Once upon a time, a long time ago, an ambitious governor said on Friday he would use "whatever force necessary" to put down anti-war protests in a nearby college town. That night the protests grew worse, with bonfires and window-breaking and accusations of communist plots and police brutality flying back and forth. Saturday night the protestors set fire to an old frame building on campus, and the governor, believing that communists were taking over, called out the army. Sunday the situation deteriorated, with the anti-war protesters cursing and throwing rocks at the soldiers, the governor calling students "worse than Communists" and the guardsmen using tear-gas and bayonets to break up the crowd. Still, most believed the situation was under control and the protests would diminish when classes started on Monday.

-snip-

That's my story, with this personal note: On Monday, May 4, 1970, I took my five-year-old daughter to work with me instead of to her kindergarten class at the Kent State University School. I wasn't concerned about the student protesters, who shouted a lot and set some fires in the middle of the night, but I was worried about soldiers with rifles on campus. In the following days I tried to explain to her what had happened in terms she could understand, and in ways that wouldn't leave her fearful and distrusting of either students or soldiers.

Thirty-three years later I don't know why the soldiers opened fire. No guardsman ever claimed he was "just following orders". No officer ever stepped forward and said -- with either pride or shame -- "I gave the order to fire, by my authority, according to such-and-such a protocol."

Name-calling, rumors and divisive stories still circulate around Kent.
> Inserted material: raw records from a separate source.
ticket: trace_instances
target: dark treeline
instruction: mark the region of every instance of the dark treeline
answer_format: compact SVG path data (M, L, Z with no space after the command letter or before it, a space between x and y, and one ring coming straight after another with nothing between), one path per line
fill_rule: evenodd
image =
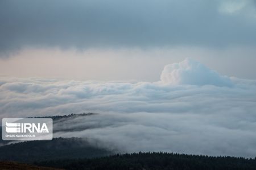
M35 164L66 169L256 169L255 159L166 152L139 152L93 159L47 161Z
M0 147L0 161L33 163L47 160L90 158L113 154L108 150L92 146L86 139L53 138L34 140Z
A lot of energy is still invested in stories intended to make either the students or the guardsmen into Good Guys like the storyteller -- reasonable, virtuous, and humane, or stories to prove that "those people" --either the soldiers or the students -- were evil, depraved, inhuman Bad Guys.

And in 2003, after an unprovoked attack by the U.S. on small and unruly but essentially unarmed country, our entire nation is fragmented by name-calling, rumors and divisive stories. Like May 4 at Kent State, we have leaders convinced that "those people" had an arsenal of deadly weapons despite evidence to the contrary; and a belief by many people that violence was not only justified and necessary to restore order, it was the only possible option.

-snip-

more...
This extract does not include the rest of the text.